Tost yapma işinin benim için bittiğinin resmidir
Evet, annem bizde. On beş günlüğüne gelmişti, hatta çok fazla kalamam deyip duruyordu ama bir aydan fazla oldu geleli. Yanlış anlatmış olmayayım şikayetçi değilim, evim bir temizlik yüzü gördü sayesinde. Bulaşıkları yıkıyor, yemek pişiriyor, gecenin bir yarısı kızım ağladığında ya da sabahın beşinde uyandığında onunla ilgileniyor. Çamaşır yıkayıp ütü yapıyor.

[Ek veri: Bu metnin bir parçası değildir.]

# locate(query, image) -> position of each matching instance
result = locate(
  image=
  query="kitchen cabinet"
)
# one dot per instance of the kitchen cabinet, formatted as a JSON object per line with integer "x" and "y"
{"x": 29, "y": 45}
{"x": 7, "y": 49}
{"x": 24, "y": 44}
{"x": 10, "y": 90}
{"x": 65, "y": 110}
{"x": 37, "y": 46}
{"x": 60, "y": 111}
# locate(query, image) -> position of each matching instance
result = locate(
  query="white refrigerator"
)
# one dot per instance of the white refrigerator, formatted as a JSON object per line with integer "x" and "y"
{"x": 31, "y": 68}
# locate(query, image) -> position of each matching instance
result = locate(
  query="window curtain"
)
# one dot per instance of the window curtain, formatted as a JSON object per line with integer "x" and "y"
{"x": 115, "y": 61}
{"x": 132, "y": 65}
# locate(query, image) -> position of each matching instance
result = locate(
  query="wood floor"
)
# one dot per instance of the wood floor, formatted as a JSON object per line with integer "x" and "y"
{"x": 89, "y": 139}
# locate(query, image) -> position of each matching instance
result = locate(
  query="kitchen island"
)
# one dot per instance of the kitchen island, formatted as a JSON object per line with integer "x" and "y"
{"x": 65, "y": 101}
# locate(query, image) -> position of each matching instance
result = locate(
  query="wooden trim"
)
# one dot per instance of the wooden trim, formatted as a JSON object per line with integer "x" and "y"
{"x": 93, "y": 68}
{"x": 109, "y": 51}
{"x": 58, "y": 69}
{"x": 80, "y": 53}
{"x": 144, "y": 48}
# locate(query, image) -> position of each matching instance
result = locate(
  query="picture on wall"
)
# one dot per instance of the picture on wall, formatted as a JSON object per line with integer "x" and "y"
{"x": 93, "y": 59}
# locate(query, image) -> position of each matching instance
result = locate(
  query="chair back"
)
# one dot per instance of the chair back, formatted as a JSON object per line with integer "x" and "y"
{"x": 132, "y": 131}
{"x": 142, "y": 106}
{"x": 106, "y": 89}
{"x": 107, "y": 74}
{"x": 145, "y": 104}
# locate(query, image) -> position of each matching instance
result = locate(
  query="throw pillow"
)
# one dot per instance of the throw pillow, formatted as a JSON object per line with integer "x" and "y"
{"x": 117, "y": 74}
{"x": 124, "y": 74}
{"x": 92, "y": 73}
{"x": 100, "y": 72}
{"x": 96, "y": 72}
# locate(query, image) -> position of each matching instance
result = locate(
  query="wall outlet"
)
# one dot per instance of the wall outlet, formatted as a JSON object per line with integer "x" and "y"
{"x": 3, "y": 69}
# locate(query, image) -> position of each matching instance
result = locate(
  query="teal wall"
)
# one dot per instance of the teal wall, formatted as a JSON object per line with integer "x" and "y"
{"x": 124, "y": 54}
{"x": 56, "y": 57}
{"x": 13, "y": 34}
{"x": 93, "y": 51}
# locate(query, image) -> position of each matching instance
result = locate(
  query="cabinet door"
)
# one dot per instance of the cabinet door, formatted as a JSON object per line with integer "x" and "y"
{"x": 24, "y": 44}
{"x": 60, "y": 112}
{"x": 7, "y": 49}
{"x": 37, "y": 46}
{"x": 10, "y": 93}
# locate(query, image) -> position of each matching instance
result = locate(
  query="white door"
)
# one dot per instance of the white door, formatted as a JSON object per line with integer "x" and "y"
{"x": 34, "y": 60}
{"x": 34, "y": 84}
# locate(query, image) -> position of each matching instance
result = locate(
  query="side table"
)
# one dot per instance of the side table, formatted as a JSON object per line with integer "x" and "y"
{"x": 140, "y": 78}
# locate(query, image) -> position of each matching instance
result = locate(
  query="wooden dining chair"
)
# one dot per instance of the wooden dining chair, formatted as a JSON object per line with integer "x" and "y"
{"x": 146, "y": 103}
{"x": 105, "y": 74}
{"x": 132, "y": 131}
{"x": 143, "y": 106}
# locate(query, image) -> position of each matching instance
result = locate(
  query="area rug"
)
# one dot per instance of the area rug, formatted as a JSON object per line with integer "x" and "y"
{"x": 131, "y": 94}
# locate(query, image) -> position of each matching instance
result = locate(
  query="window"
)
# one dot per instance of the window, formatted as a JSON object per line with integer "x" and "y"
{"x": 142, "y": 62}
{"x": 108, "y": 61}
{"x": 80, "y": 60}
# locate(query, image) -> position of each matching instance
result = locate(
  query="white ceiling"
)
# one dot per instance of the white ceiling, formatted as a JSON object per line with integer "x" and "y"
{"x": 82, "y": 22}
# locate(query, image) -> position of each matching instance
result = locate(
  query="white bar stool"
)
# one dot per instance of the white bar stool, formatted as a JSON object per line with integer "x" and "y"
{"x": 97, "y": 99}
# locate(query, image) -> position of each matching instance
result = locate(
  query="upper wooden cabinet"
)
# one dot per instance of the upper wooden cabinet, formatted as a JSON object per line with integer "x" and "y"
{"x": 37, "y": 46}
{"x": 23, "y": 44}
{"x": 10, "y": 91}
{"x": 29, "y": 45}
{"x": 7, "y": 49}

Ve evde, çok da önemli olmayan ama farketmeye başladığımdan beri bana komik gelen kendince dekoratif düzenlemeler yapıyor. Nasıl mı?

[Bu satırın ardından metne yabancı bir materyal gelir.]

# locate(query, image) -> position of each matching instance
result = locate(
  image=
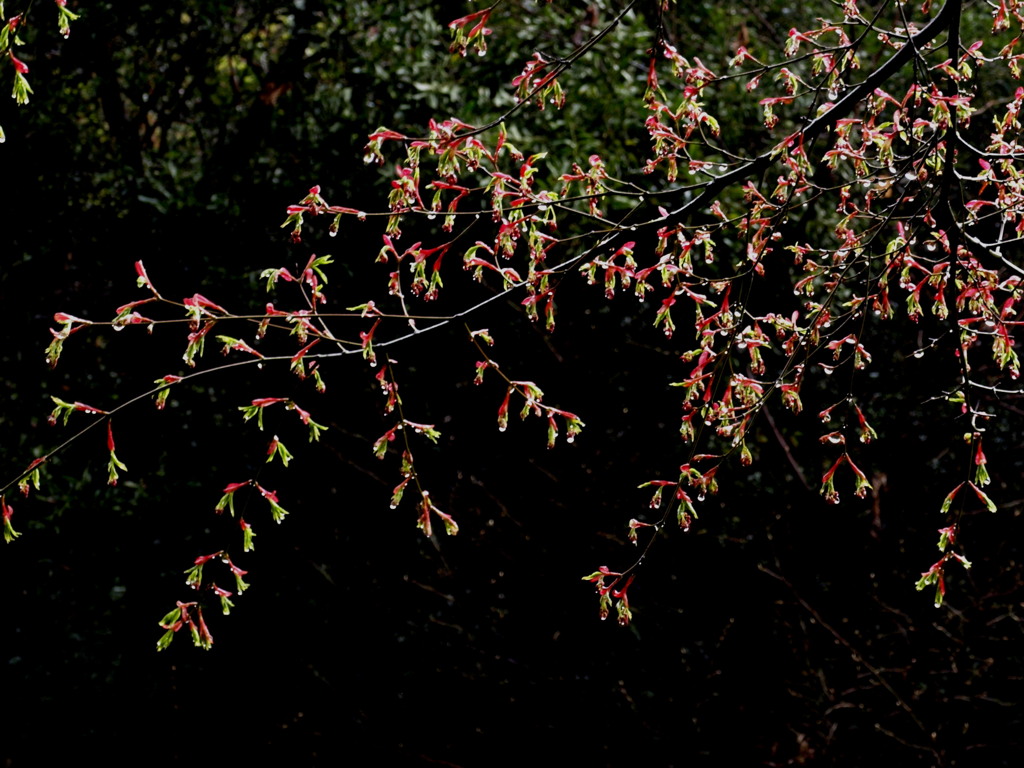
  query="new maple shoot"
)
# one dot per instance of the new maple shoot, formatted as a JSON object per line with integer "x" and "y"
{"x": 876, "y": 198}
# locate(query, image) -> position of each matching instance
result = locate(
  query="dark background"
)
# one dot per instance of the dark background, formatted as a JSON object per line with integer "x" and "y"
{"x": 778, "y": 631}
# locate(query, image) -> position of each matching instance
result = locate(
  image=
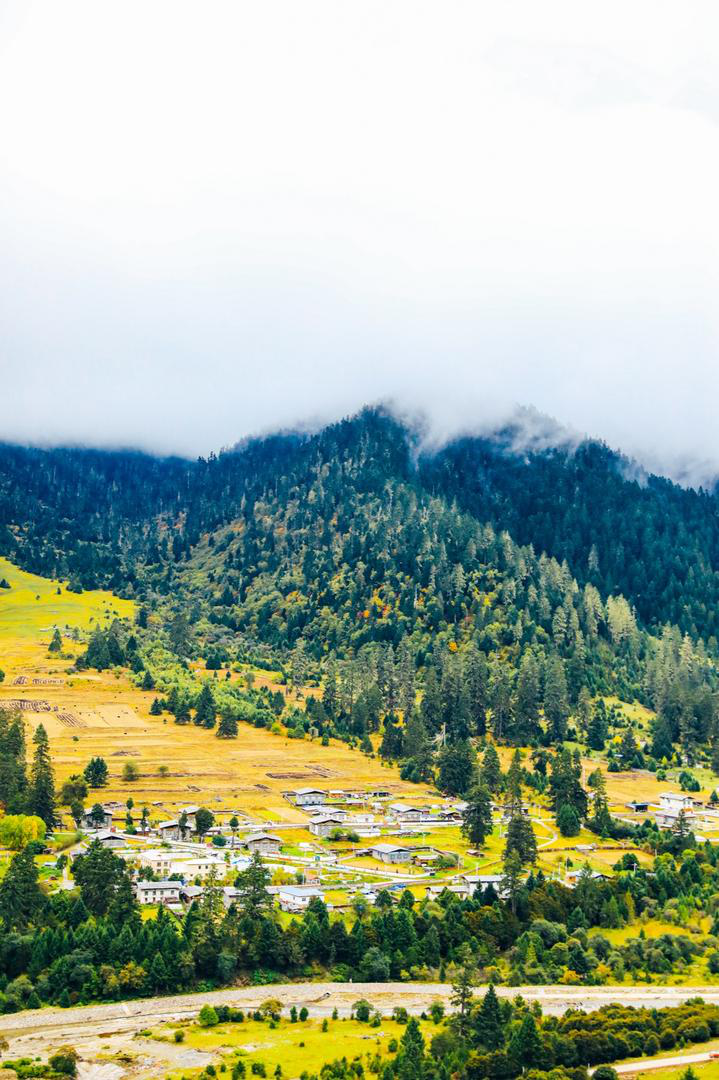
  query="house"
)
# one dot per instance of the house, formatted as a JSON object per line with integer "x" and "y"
{"x": 230, "y": 894}
{"x": 391, "y": 852}
{"x": 160, "y": 861}
{"x": 171, "y": 831}
{"x": 572, "y": 876}
{"x": 324, "y": 824}
{"x": 190, "y": 815}
{"x": 308, "y": 796}
{"x": 158, "y": 892}
{"x": 263, "y": 842}
{"x": 404, "y": 812}
{"x": 189, "y": 893}
{"x": 676, "y": 800}
{"x": 482, "y": 880}
{"x": 90, "y": 821}
{"x": 199, "y": 866}
{"x": 297, "y": 898}
{"x": 666, "y": 818}
{"x": 109, "y": 839}
{"x": 461, "y": 891}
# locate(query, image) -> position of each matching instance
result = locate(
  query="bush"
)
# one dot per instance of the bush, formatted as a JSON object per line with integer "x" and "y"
{"x": 65, "y": 1061}
{"x": 362, "y": 1010}
{"x": 207, "y": 1016}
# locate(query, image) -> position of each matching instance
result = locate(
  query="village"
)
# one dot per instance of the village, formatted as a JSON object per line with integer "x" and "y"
{"x": 347, "y": 848}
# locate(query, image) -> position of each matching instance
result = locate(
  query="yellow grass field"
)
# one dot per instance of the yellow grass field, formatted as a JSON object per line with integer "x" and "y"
{"x": 31, "y": 607}
{"x": 105, "y": 714}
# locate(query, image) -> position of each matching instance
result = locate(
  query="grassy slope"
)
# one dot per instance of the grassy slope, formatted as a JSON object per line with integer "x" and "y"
{"x": 32, "y": 607}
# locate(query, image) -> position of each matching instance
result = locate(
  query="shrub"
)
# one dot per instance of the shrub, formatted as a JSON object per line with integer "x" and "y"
{"x": 362, "y": 1010}
{"x": 65, "y": 1061}
{"x": 207, "y": 1016}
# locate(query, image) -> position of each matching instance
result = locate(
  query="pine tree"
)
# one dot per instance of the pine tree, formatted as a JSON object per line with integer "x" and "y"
{"x": 488, "y": 1027}
{"x": 228, "y": 726}
{"x": 520, "y": 839}
{"x": 477, "y": 820}
{"x": 21, "y": 896}
{"x": 462, "y": 997}
{"x": 95, "y": 772}
{"x": 457, "y": 765}
{"x": 525, "y": 1048}
{"x": 568, "y": 822}
{"x": 597, "y": 730}
{"x": 556, "y": 706}
{"x": 205, "y": 711}
{"x": 254, "y": 901}
{"x": 491, "y": 770}
{"x": 41, "y": 795}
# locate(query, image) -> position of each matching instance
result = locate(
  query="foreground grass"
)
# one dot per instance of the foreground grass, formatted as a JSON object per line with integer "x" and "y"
{"x": 296, "y": 1048}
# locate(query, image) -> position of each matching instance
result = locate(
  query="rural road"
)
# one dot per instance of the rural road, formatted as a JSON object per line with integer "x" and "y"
{"x": 678, "y": 1062}
{"x": 35, "y": 1031}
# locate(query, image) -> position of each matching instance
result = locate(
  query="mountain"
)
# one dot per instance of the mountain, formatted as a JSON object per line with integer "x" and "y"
{"x": 106, "y": 517}
{"x": 555, "y": 568}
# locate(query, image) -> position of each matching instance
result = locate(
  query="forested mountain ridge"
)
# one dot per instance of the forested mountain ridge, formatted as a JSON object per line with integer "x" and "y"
{"x": 353, "y": 547}
{"x": 647, "y": 538}
{"x": 116, "y": 518}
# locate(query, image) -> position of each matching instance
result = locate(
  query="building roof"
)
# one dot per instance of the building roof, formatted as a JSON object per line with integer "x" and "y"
{"x": 293, "y": 890}
{"x": 388, "y": 848}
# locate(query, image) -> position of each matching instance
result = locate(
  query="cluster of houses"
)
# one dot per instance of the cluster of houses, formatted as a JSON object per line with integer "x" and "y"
{"x": 325, "y": 819}
{"x": 672, "y": 805}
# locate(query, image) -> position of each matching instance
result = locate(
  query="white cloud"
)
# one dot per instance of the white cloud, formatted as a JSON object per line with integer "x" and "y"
{"x": 219, "y": 217}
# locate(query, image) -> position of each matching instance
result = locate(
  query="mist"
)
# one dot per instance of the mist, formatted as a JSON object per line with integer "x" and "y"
{"x": 228, "y": 218}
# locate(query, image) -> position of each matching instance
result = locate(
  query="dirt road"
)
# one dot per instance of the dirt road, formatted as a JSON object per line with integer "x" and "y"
{"x": 37, "y": 1030}
{"x": 680, "y": 1062}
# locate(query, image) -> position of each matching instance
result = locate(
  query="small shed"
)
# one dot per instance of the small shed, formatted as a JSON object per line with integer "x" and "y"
{"x": 266, "y": 844}
{"x": 391, "y": 852}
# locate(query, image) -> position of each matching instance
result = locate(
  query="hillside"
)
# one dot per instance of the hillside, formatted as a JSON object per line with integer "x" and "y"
{"x": 346, "y": 548}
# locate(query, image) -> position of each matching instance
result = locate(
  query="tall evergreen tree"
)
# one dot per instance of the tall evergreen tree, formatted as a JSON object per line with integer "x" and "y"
{"x": 41, "y": 794}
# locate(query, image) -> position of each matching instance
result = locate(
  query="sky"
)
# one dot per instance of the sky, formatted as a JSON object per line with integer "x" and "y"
{"x": 221, "y": 218}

Yok erimiyor, o kadar yakmıyorlar kaloriferi
Salonda sehpanın üzerinde kullandığımız, on dokuz aylık kızımın yapraklarına kast etmeye başlamasıyla masanın üzerine aldığımız yapma çiçeği mutfakta ocağın yanına koydu mesela. (En azından kızımın oraya ulaşamayacağı kesin.)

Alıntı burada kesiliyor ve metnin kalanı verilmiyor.